Заглушив мотор, и выйдя из кабины, мы поднялись по ступеням и вошли в магазин. Там нас приветливо встретила Галина, родная сестра Нины Степановной.  Поздоро-
вавшись я поинтересовался у нее, - Что это за мужик под хмельком с дитём по улице шастает? - Да, был сейчас здесь один, постылился, водку просил, большой купюрой предо мной размахивал. – ответила Галина - Вот только неизвестно, где ее взял? Что-нибудь из дома утащил да продал. Но только водки я ему не продала. Знаю таких, прибежит на следующий день и будит орать, что его в магазине обманули. Да и ребенок рядом, хватит пить, вытолкнула его из магазина, он и ушел».
 Время подходило к закрытию магазина, Галина закончила свои рабочие дела, и мы втроем поехали домой к Ковалевым, это фамилия Галины по мужу.
   Семья Ковалевых жила на улице Ингодинской. Добротный дом, ухоженный двор. Даже в такое трудное время можно было заметить твердую хозяйскую руку и крепкую крестьянскую привязанность к работе. Хозяина Николая с сыном Сашей дома не было, они еще находились на работе.  Пока мы мыли под умывальником руки, вели разговоры на разные житейские темы, Галина растопила печь, разогрела на  электроплите щи и собрала на стол ужин. За ужином и разговорами время пролетело незаметно, за окном спускались сумерки. Мы поблагодарили хозяйку за вкусный ужин и стали собираться в дорогу.  Галина, как всегда, когда приезжаешь к ним в гости, положила в сумки «гостинец», по трехлитровой банке молока, творог, сметану, вручила все это нам, и мы вышли из дома.

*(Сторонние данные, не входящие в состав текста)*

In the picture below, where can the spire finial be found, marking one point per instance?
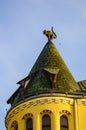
(50, 34)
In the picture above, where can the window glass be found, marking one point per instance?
(29, 124)
(16, 127)
(63, 123)
(46, 123)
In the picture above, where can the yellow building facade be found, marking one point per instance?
(48, 98)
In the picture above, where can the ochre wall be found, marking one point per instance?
(54, 106)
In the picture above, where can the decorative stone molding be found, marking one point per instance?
(65, 112)
(28, 115)
(81, 102)
(34, 102)
(45, 112)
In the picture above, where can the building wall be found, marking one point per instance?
(55, 107)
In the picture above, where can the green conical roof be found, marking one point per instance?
(49, 74)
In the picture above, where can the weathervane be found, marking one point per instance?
(50, 34)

   Уже смеркалось, когда машина, развернувшись у дома, скрылась за поворотом улицы.

***
В кабине было тепло и уютно, на панели тускловато светились приборы, равномерный гул мотора и покачивание на ямках располагал ко сну. Мы миновали улицы, погружающиеся в сумрак деревни, и выехали на проселочную дорогу.
   Я включил дальний свет, и дорога споро побежала на встречу машине. Поднявшись на пригорок за деревней и, проехав километра полтора или два, фары машины высветили на правой стороне дороги какой-то странный предмет, похожий на мешок. Но вот от этого предмета что-то отделилось, это была собака.
 -Странно – подумал я – почему собака лежит на мешке.
  - Что это? – спросила Нина Степановна.
  - Не знаю – ответил я.
Подъезжая ближе, я сбавил скорость, собака кружилась вокруг мешка, но не убегала. Я объехал неизвестный предмет и остановил машину.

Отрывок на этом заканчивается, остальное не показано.